Compare two or more directories to see if they're the same, with a set amount of thoroughness. Made with the idea of verifying the success of large transfer of files.

Disclaimers

This is a toy for now, so don't actually use this!

Installation

  1. Install Rust (version 1.56+) if you haven't already
  2. Run: cargo install --git https://github.com/sts10/same --branch main

Usage

USAGE:
    same [FLAGS] [OPTIONS] --thoroughness <thoroughness> [--] [Inputted Directories]...

FLAGS:
    -h, --help             Prints help information
        --ignore-hidden    Ignore hidden files
    -V, --version          Prints version information
    -v, --verbose          Give verbose output

OPTIONS:
        --exclude <exclude>...           Exclude files from comparison, relative to the given directories
    -t, --thoroughness <thoroughness>    How thorough to be when comparing directories. 1 checks file names; 2 checks
                                         paths relative to inputted directory; 3 checks file size; 4 checks the actual
                                         files

ARGS:
    <Inputted Directories>...    Directories to compare for sameness

Thoroughness

When user sets thoroughness to...

  • 1, the program compares given directories by checking file names (not paths).
  • 2 by checking file paths relative to inputted directories.
  • 3 by checking the sizes of all files, as well as file paths relative to inputted directories.
  • 4 by checking relative paths, file sizes, and hashes of every file in all of the inputted directories, recursively.

Generally a higher level of thoroughness will take more time to run, with 4 being the slowest.

(Note for Rust developers: If you have an idea of how to use file modified times for a check, make an issue!)

Tests and benches

This project includes some tests and test files, though some of them are hard-coded to directories on my personal computer.
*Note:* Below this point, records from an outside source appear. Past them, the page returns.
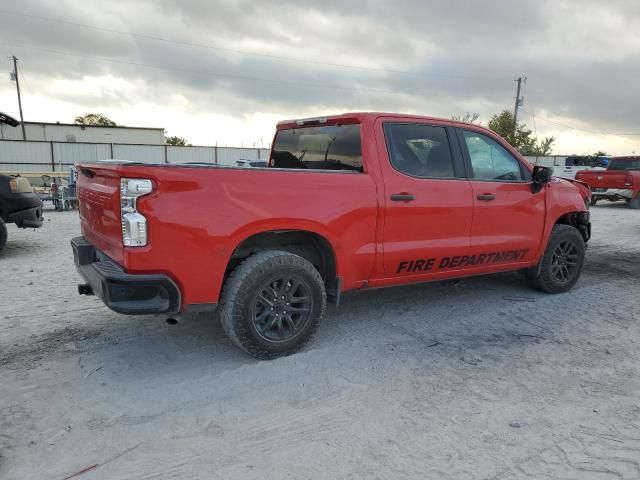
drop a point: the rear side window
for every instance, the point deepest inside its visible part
(330, 147)
(632, 164)
(490, 160)
(419, 150)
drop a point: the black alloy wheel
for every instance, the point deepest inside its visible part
(282, 308)
(564, 261)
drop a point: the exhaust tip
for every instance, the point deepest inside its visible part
(85, 289)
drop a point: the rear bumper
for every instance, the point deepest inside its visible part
(612, 193)
(130, 294)
(27, 218)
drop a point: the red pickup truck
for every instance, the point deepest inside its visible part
(353, 201)
(620, 181)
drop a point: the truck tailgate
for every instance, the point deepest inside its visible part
(604, 179)
(99, 204)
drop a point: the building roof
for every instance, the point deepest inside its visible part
(91, 126)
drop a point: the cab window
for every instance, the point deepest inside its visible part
(328, 147)
(490, 160)
(419, 150)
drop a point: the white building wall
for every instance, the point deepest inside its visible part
(78, 133)
(191, 154)
(139, 153)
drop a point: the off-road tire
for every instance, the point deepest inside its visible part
(242, 290)
(542, 276)
(3, 234)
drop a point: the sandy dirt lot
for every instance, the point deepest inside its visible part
(474, 379)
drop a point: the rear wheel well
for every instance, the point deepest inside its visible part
(579, 221)
(311, 246)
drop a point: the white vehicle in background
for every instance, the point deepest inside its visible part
(575, 164)
(567, 167)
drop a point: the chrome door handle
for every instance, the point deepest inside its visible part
(402, 197)
(486, 197)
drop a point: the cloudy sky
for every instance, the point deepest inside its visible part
(226, 71)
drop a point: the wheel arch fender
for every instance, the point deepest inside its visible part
(308, 239)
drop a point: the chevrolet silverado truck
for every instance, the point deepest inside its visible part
(352, 201)
(18, 203)
(620, 181)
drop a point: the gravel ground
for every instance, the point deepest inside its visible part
(474, 379)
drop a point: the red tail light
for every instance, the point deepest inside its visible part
(628, 180)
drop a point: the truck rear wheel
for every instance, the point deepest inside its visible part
(561, 264)
(272, 304)
(3, 234)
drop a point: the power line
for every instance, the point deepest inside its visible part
(216, 74)
(232, 50)
(603, 132)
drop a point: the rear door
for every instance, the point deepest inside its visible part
(428, 204)
(508, 219)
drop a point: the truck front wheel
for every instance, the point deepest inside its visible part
(561, 264)
(3, 234)
(272, 304)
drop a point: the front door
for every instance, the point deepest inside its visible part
(428, 202)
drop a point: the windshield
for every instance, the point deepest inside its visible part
(625, 164)
(330, 147)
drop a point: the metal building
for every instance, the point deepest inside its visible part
(68, 132)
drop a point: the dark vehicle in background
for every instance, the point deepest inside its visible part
(18, 203)
(620, 181)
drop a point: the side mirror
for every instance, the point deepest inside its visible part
(540, 176)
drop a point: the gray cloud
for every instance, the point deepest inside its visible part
(582, 57)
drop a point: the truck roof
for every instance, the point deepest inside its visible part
(359, 117)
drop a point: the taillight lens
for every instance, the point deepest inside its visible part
(134, 224)
(20, 185)
(628, 180)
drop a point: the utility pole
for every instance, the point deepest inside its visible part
(15, 74)
(519, 102)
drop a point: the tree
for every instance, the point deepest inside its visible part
(177, 141)
(467, 117)
(519, 136)
(95, 119)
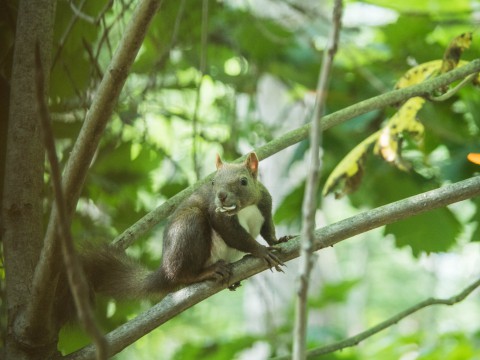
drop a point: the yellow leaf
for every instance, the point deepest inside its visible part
(346, 176)
(419, 73)
(457, 46)
(474, 157)
(403, 121)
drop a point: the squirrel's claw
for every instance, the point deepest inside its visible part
(272, 260)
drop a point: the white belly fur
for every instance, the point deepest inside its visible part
(251, 220)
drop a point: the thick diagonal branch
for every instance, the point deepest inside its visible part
(327, 236)
(292, 137)
(355, 340)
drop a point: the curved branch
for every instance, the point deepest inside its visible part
(290, 138)
(456, 89)
(355, 340)
(177, 302)
(309, 205)
(86, 145)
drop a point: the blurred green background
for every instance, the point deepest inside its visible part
(257, 68)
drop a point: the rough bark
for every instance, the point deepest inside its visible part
(22, 213)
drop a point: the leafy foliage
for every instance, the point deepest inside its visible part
(152, 149)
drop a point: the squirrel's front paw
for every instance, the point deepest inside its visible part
(285, 238)
(271, 259)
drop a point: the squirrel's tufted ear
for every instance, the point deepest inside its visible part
(251, 163)
(218, 162)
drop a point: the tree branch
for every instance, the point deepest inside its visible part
(309, 208)
(86, 145)
(177, 302)
(76, 277)
(355, 340)
(290, 138)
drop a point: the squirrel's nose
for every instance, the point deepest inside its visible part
(222, 195)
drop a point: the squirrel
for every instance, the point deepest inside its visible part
(213, 227)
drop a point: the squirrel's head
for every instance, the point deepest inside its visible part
(235, 185)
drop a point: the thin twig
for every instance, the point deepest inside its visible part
(153, 218)
(196, 110)
(309, 209)
(174, 303)
(75, 274)
(355, 340)
(84, 149)
(453, 91)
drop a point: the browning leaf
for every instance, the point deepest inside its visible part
(346, 176)
(457, 46)
(403, 121)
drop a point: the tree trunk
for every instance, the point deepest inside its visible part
(22, 212)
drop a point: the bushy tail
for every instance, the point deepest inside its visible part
(111, 272)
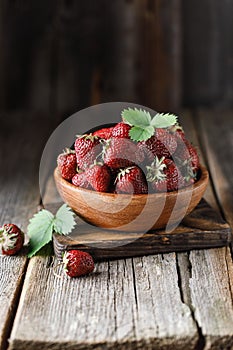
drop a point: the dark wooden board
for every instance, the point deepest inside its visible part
(203, 228)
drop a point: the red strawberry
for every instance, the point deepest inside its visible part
(162, 144)
(87, 148)
(80, 180)
(131, 180)
(187, 157)
(99, 177)
(77, 263)
(164, 175)
(66, 162)
(11, 239)
(104, 133)
(121, 130)
(121, 153)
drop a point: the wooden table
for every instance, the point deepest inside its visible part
(165, 301)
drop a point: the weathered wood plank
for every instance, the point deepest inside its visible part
(123, 305)
(19, 197)
(203, 228)
(206, 276)
(212, 300)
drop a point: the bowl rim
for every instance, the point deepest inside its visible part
(202, 180)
You can try to run them with cargo test.

I also wrote some benchmarks, one for hashing a file with different non-cryptographic hashes, and another that hashes directories. You can run all of them with cargo bench.

Why I wrote this code

I was preparing to restore a Rsync back-up of a large directory from an external USB device. I was searching for way to confirm that all files had been restored from the back-up.

Notes on status of the project

As I write this, the code is this repo may even be useful, but I wouldn't trust it to verify a transfer of large files (what it was made for) just yet.

Alternative methods of checking if two directories are the same (not using this project)

Another way to check if directories are the same is to do a dry-run of Rsync, using rsync's -n flag. Adding a -c flag tells Rsync to compare files using a checksum, similar to what same does if you set thoroughness to 4 (so the approximately equivalent commands would by same -t 4 <directory1> <directory2> vs rsync -ncr <directory1> <directory2>.

While this Rsync dry-run method relies on the much more refined codebase of Rsync, it is (I'm a bit proud to say) a bit slower than using same. You can test this yourself with a benchmarking tool like hyperfine: hyperfine -w 5 -m 20 'same -t 4 ~/code ~/code' 'rsync -nrc ~/code ~code'. On my machine, same -t 4 runs almost 7x faster than rsync -nrc.

Another approach

Another approach to the problem that I like (but currently can't figure out how integrate into the current codebase) is to use parallel recursion to hash directories (trees), like this wonderful code written by Sergey Bugaev. Sergey's code runs a bit faster than this project, though lacks features like --exclude flag, which I'm not sure how I'd implement while also using parallel recursion. Maybe you can unify both approaches for a pull request!

Hashing function used

To hash file names, paths, and files, this project uses AHash. Note that AHash is not a cryptographically secure hash.

You can compare multiple "fast" hashes with this project by running cargo bench --bench hash_file. Feel free to add other appropriate hashing algorithms in a PR if you think that would be helpful.